The Government and Central Bank must ensure that engagement between these enterprises and the banking sector is undertaken with the primary objective of retaining the viability of the core business and keeping people in employment. Lenders must adhere to the existing Code of Conduct for Business Lending to Small and Medium Enterprises; however, the Code does not provide sufficient protection to a customer under pressure facing unreasonable demands from their bank. The problem is particularly acute with the banks exiting the Irish market place, who are taking a very aggressive approach to seeking
judgments and appointing receivers. To address this, the Group has outlined a protocol for the banks which, if implemented, will result in greater levels of cooperation, with more positive and sustainable outcomes for both the lender and borrower. The Group’s key demands are:
• Banks must seek resolutions that preserve the viability of the
underlying business and maintain employment.
• For all negotiations, a clearly identified point of contact in the
bank must be agreed, who has responsibility for delivering a
sustainable solution acceptable to both parties.
• A dispute resolution/mediation service must be employed
where banks and borrowers cannot reach agreement.
• Agreements reached must be full and final
IFA President, Eddie Downey, said: “If we are going to maintain the maximum number of viable farm businesses, there must a fundamental change in the process of negotiation with the banks. Both the borrower and
lender must be prepared to contribute to a sustainable solution, with negotiations entered into on the basis of reaching full and final settlement”.
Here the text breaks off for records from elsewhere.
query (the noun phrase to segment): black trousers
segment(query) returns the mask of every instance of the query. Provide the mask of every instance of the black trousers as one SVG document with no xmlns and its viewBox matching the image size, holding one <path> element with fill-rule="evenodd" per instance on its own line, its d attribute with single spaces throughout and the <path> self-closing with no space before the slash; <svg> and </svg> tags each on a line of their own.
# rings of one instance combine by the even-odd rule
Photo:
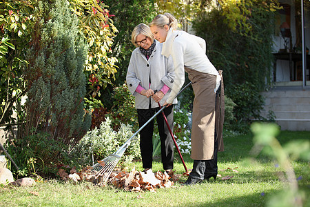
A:
<svg viewBox="0 0 310 207">
<path fill-rule="evenodd" d="M 149 109 L 137 109 L 139 127 L 145 124 L 159 110 L 158 108 Z M 163 110 L 168 121 L 168 124 L 173 131 L 174 126 L 174 106 L 172 105 Z M 159 137 L 161 146 L 161 161 L 164 170 L 174 168 L 174 141 L 170 135 L 162 113 L 156 116 L 158 125 Z M 154 119 L 152 120 L 140 132 L 140 150 L 141 151 L 142 164 L 143 168 L 152 168 L 153 162 L 153 130 Z"/>
<path fill-rule="evenodd" d="M 220 86 L 216 92 L 216 97 L 219 95 Z M 216 108 L 216 97 L 215 108 Z M 193 170 L 189 173 L 189 177 L 196 179 L 209 179 L 218 175 L 218 140 L 216 139 L 216 128 L 214 128 L 214 151 L 212 159 L 194 160 Z"/>
</svg>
VFI President, Noreen O’Sullivan, said,:“For too long, there has been inadequate engagement by the banks towards finding sustainable solutions. Commitment to this protocol by all parties will lead to better and fuller solutions to the problems facing many small and medium sized businesses”.
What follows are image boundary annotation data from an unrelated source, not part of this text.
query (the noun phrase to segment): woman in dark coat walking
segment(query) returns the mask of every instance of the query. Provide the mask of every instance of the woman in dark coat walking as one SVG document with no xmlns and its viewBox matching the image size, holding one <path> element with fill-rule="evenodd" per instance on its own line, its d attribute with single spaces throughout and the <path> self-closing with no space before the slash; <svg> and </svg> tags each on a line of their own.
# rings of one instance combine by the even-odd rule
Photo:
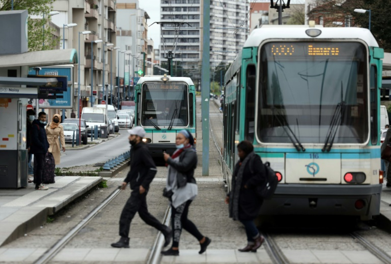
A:
<svg viewBox="0 0 391 264">
<path fill-rule="evenodd" d="M 238 144 L 237 148 L 239 160 L 235 165 L 231 192 L 225 202 L 229 204 L 230 217 L 239 220 L 246 229 L 247 245 L 239 251 L 256 252 L 265 239 L 254 223 L 263 201 L 256 189 L 265 180 L 265 172 L 261 158 L 253 151 L 251 142 L 244 140 Z"/>
</svg>

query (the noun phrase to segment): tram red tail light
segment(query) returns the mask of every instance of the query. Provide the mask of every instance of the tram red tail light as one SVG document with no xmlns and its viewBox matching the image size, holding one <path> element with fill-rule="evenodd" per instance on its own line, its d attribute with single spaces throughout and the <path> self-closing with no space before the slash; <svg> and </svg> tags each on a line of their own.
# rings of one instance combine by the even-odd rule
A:
<svg viewBox="0 0 391 264">
<path fill-rule="evenodd" d="M 364 172 L 348 172 L 343 179 L 348 183 L 362 183 L 366 179 Z"/>
<path fill-rule="evenodd" d="M 278 182 L 282 180 L 282 174 L 281 173 L 278 172 L 276 172 L 276 176 L 277 176 L 277 179 L 278 180 Z"/>
<path fill-rule="evenodd" d="M 356 208 L 356 209 L 359 210 L 362 209 L 364 206 L 365 206 L 365 202 L 361 199 L 357 200 L 354 203 L 354 207 Z"/>
</svg>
RGDATA director, Tara Buckley, said: “Viable business will close and jobs will be lost unless the Banks are forced to change their approach to customers in distress. The problem is particularly acute with customers of foreign banks that are winding down their Irish businesses. All banks must be forced to be reasonable in trying to reach a resolution with co-operative customers. The Banks should be stopped from driving retailers out of business through withdrawing credit facilities and rushing to forced sales. It’s time the banks focused on helping, not hindering, retailers who are the heart of the majority of town centres in Ireland”.
IPOA Chairman Stephen Faughnan said: “Financial institutions are not adhering to the current Codes and lack a basic understanding of the pressures that vulnerable people face. This is an opportunity for joint consultation to reach a satisfactory conclusion. While it may not solve all cases, it should go a long way to resolving the majority of them on a mutual basis. Pain will have to be endured on both sides if these issues are to be resolved”.